Schedule:
Friday, January 14, 2011: 8:00 AM-9:45 AM
Meeting Room 9 (Tampa Marriott Waterside Hotel & Marina)
Cluster: Organizations and Management
Symposium Organizer: Cathryn C. Potter, Professor, Associate Provost for Research, Executive Director, Butler Institute for Families, University of Denver, Denver, CO
Symposium Theme: Assessing Organizational Functioning in Child Welfare Understanding and responding to organizational challenges in child welfare is a focus of several efforts funded by the Children's Bureau, including funding of the National Child Welfare Workforce Institute, and five Comprehensive Workforce Projects. These five-year projects are each developing models of assessing and intervening in child welfare organizations in order to improve specific workforce dimensions of organizational functioning. In this presentation, three of these projects will present their approaches to organizational assessment, as well as findings from baseline assessments. Importance. Child welfare agencies are facing important workforce challenges in the coming years including a three-million person gap in available workers, a competitive disadvantage and disproportionately aging workforce relative to other sectors, and the degree to which new workers value work/life balance and work fulfillment in different ways than did baby boomers (Bernatovich & Potter, 2007).

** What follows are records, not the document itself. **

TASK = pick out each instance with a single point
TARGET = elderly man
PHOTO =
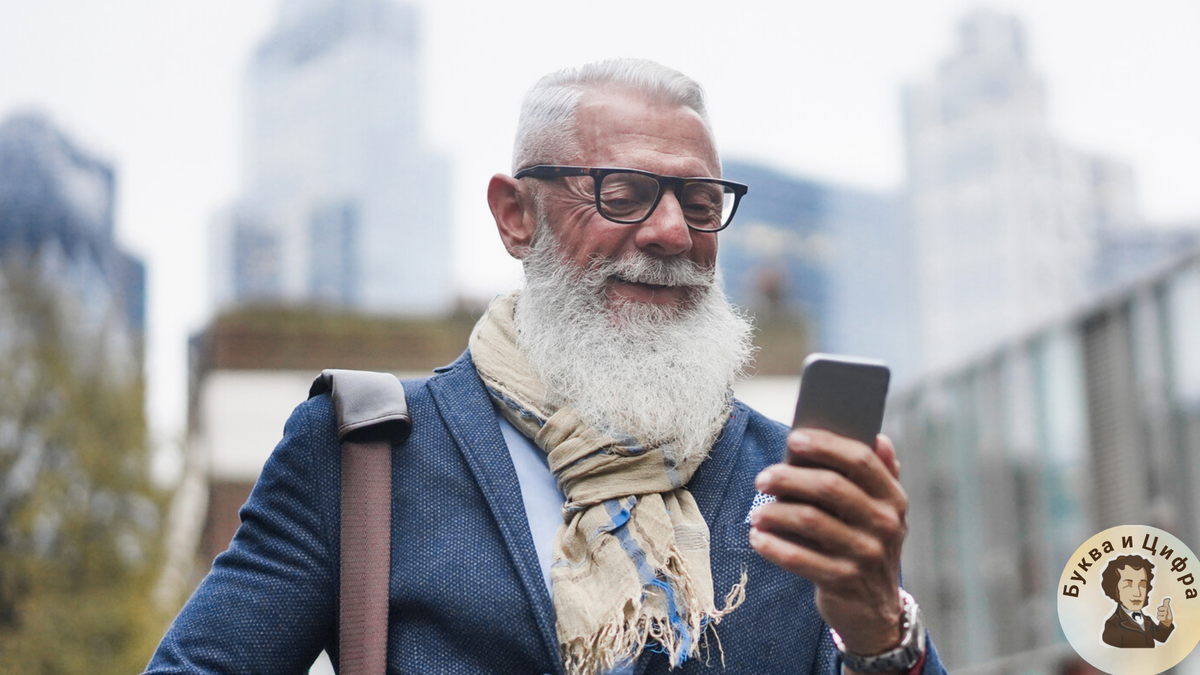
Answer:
(577, 491)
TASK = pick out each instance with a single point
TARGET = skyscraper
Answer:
(343, 204)
(57, 217)
(1006, 215)
(834, 255)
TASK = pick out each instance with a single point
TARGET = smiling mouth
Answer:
(653, 286)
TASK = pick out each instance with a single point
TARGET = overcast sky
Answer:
(811, 88)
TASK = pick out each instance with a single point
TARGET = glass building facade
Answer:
(1014, 459)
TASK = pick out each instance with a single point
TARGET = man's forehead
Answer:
(1134, 573)
(624, 127)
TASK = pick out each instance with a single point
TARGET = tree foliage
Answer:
(79, 518)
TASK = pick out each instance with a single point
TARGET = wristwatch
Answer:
(904, 657)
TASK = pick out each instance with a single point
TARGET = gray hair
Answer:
(546, 129)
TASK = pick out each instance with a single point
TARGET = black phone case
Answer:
(845, 395)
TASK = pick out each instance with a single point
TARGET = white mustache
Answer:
(641, 268)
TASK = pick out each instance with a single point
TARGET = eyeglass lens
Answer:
(630, 196)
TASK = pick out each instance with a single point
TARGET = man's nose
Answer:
(666, 232)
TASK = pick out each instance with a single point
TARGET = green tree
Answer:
(79, 518)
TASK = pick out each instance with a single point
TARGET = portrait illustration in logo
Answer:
(1128, 580)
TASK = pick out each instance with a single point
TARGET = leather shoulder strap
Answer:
(372, 416)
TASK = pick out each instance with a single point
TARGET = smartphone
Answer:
(844, 395)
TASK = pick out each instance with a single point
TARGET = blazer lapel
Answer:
(467, 411)
(713, 477)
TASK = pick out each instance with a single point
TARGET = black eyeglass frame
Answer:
(673, 181)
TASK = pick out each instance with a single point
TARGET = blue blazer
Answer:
(466, 591)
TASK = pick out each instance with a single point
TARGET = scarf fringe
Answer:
(624, 639)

Workforce issues have an impact on organizations and the families they serve, including impacts on safety, permanency and well-being outcomes (National Council on Crime and Delinquency (NCCD), 2006). A growing body of evidence supports the use of organizational interventions as an important component of sustainable improvements in child welfare (e.g. Glisson, Dukes & Green, 2006). In 2003, the Children's Bureau awarded eight Recruitment and Retention (R&R) grants, which designed and implemented organizational interventions focused narrowly on recruiting and retaining line workers. Findings from these projects quickly led to a broader focus on organizational health in these highly stressed agencies (Potter, Comstock, Brittain & Hanna, 2010). The field is moving from the narrow focus on recruitment and retention to supporting long-term commitments to workforce issues and organizational health. In these days of limited resources, the abilities of the child welfare workforce to strengthen families are tested. Strengthening organizational environments is an important effort if we are to achieve the outcomes we expect of those working in child welfare organizations. One important feature of this emerging body of work is the focus on assessing organizational functioning.